The first full season to hit Blu-ray, 'Season Five' of 'Robot Chicken' shows how great the stop motion show could potentially look if done proper. It also shows that, much like the most recent season of 'The Venture Bros.,' if you cram too much content on a single disc, there's going to be issues. For the most part, the 1080p VC-1 encode given this disc is pretty darned solid. Clothing texture is fantastic, colors are powerful (particularly in the 'Toy Story' segment) and natural, and detail levels are quite strong. You constantly see stray hairs or fringe fabric bits on characters! Depth is obviously limited due to the somewhat shallow backdrops most segments are made on. The grain on this release is random as can be, but is not an issue in the disc as much as it is an artifact of how the show was created. The negatives on this release don't even pop up every episode, but when they do, it's a killer. Crush is minor, but artifacting can be a tremendous issue. The court bench in the trial of the Blockheads, the wall of the retirement home, the wall in the opening of the 'I Dream of Genie' bit, or even the shot once Morgan Freeman's car stops rolling (and again in another court scene), the artifacting is damn near impossible to miss. Banding only pops up a handful of times (most particularly the skydiving proposal), but it's bad when it happens. The show length isn't as much my concern as much as the fact there's a big pile of extras, all crammed onto the disc, and that's why this isn't a super high video score, despite its potential.
Warner TV Blu-ray release, lossless audio. Oh hellz yeah! 'Robot Chicken' features a capable, though hardly amazing, Dolby TrueHD 5.1 audio track for each and every episode. The rear channels are spotty at best, with some solid movement in the opening segment, a few random spots of localization, and about a 20% success rate for pops where one would figure to hear them in any way, shape, or form. The high pitch squeals and screams come through crystal clear, and not a single word of dialogue is muffled or muted, or even partially obscured. A few sequences feature heavy bass, which isn't powerful, room rattlingly awesome, but a step up, to be sure. This release could have used more rear speaker usage, to be sure, and some more speaker spread, as it sounds far too front heavy for almost four hours.

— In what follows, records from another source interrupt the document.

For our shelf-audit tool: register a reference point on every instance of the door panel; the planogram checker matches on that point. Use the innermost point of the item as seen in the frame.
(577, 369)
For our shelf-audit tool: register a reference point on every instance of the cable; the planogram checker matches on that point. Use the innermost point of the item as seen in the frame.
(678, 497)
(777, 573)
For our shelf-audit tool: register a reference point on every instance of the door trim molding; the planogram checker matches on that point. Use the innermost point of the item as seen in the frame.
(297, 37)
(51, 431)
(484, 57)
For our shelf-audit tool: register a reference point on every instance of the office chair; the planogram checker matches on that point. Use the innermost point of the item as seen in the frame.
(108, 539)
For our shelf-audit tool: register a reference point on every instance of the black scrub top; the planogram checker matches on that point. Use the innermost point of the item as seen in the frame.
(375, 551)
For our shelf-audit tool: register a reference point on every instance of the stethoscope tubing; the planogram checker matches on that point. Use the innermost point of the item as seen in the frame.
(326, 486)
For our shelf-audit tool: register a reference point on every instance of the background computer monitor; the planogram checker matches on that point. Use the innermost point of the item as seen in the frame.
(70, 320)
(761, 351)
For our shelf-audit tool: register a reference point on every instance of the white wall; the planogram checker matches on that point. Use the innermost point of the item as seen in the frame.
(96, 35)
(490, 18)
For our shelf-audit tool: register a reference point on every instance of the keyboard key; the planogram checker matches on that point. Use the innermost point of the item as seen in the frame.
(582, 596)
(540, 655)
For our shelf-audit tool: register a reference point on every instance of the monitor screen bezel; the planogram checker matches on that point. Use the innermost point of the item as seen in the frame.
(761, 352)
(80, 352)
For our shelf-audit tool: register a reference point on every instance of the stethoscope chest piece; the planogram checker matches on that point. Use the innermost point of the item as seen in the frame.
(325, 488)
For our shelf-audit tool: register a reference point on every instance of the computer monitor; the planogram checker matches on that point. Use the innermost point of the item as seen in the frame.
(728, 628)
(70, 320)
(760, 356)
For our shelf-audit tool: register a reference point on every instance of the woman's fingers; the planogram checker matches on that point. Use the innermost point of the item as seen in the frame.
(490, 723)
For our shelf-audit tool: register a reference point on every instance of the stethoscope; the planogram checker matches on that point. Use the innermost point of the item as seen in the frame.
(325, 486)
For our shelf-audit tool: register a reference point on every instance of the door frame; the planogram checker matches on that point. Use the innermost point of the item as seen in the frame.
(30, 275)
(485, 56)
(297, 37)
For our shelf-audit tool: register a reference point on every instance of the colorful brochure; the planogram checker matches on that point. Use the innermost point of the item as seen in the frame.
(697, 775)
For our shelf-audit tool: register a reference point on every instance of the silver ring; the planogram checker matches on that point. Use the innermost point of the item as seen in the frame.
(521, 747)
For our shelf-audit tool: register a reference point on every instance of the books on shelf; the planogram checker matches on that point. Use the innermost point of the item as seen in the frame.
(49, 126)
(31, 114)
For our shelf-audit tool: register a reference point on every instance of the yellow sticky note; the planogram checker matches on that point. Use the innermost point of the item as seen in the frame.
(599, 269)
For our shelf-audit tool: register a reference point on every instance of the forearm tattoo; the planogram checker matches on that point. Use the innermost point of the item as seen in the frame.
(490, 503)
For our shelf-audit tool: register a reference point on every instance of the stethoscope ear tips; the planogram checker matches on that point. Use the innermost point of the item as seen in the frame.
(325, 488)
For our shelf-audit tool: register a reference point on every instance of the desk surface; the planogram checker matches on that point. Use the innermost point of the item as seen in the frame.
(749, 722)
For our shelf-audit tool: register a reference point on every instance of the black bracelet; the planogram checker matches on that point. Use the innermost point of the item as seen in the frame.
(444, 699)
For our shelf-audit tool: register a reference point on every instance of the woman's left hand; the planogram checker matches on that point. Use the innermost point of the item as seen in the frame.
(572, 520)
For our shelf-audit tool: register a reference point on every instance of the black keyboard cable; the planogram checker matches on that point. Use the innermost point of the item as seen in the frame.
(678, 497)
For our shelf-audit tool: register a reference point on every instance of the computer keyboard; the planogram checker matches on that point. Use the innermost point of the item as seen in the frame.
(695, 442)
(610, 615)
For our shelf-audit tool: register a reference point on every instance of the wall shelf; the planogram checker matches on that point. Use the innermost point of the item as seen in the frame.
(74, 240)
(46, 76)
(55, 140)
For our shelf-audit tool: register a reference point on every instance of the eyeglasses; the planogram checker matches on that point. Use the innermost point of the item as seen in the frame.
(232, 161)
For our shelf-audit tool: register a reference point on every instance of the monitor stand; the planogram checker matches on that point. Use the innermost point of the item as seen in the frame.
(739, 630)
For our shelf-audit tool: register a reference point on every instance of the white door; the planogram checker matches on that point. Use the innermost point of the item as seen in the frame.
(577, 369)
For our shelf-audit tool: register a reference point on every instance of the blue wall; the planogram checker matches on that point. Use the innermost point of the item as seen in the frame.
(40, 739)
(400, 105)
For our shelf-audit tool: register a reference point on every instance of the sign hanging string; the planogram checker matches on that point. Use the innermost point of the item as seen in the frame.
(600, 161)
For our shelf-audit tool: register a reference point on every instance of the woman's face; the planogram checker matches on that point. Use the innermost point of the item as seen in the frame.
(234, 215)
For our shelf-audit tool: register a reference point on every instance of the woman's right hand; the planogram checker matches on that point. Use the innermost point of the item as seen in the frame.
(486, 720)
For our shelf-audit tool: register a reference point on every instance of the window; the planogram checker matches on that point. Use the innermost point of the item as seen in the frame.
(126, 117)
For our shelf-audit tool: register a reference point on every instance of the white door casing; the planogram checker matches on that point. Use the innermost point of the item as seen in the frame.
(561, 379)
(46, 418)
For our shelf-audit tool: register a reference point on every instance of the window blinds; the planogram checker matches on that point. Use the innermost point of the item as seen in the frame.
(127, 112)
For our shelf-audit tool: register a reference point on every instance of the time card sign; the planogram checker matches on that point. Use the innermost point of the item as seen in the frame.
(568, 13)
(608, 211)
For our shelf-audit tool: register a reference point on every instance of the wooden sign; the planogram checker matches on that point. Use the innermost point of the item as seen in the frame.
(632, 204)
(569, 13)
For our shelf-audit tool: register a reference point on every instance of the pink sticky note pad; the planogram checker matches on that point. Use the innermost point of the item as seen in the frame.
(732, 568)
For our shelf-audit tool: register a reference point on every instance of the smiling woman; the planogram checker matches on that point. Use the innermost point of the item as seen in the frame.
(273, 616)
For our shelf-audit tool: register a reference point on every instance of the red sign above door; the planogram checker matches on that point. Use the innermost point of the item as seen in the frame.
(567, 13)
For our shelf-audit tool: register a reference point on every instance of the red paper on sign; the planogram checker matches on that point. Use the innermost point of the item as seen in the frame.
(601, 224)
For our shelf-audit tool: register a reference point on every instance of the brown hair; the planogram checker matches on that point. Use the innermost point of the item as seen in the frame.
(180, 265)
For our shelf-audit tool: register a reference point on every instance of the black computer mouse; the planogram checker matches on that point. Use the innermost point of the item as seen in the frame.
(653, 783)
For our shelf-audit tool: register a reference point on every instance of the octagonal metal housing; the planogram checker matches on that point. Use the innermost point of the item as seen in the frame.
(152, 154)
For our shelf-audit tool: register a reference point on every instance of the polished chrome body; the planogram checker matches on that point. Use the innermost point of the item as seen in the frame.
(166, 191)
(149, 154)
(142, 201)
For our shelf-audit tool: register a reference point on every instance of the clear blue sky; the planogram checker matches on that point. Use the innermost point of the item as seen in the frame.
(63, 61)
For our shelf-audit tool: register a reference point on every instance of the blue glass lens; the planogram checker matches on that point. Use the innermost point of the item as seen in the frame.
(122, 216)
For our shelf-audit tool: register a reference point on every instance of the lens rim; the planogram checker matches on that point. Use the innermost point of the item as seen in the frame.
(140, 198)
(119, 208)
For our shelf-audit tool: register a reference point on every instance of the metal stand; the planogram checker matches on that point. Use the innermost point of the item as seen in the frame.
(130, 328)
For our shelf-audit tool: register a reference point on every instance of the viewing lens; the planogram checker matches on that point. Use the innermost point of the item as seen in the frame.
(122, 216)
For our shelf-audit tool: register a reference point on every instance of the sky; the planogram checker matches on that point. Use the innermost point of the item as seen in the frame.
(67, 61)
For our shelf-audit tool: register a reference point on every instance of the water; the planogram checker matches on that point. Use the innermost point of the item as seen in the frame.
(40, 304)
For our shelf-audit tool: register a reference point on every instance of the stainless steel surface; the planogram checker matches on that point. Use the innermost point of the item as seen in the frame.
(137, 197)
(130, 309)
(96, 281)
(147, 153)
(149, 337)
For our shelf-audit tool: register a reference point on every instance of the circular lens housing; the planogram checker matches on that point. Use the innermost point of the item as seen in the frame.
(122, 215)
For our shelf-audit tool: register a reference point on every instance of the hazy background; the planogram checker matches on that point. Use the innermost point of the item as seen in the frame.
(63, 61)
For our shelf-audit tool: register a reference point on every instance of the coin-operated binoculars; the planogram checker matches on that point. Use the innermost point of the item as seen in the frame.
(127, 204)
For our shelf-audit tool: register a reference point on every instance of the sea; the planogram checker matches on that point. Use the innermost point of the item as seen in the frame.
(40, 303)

'Robot Chicken' has come a long way. If you have it, pop in the first season, and check out the lack of real rotating camera angles, and the constant reliance on existing dolls and figures, and the somewhat tame set of sensibilities. Now, the tortured bionic mother clucker is all grown up, and while there's still misfires, as a whole, this is a very solid season! Warner's first full season release of the show on Blu-ray suffers from disc cramming, but it's still much better than nothing. This set has an absolute metric shit-ton of replay value, and a very decent price. Newcomers? There's no learning curve involved. Just jump in.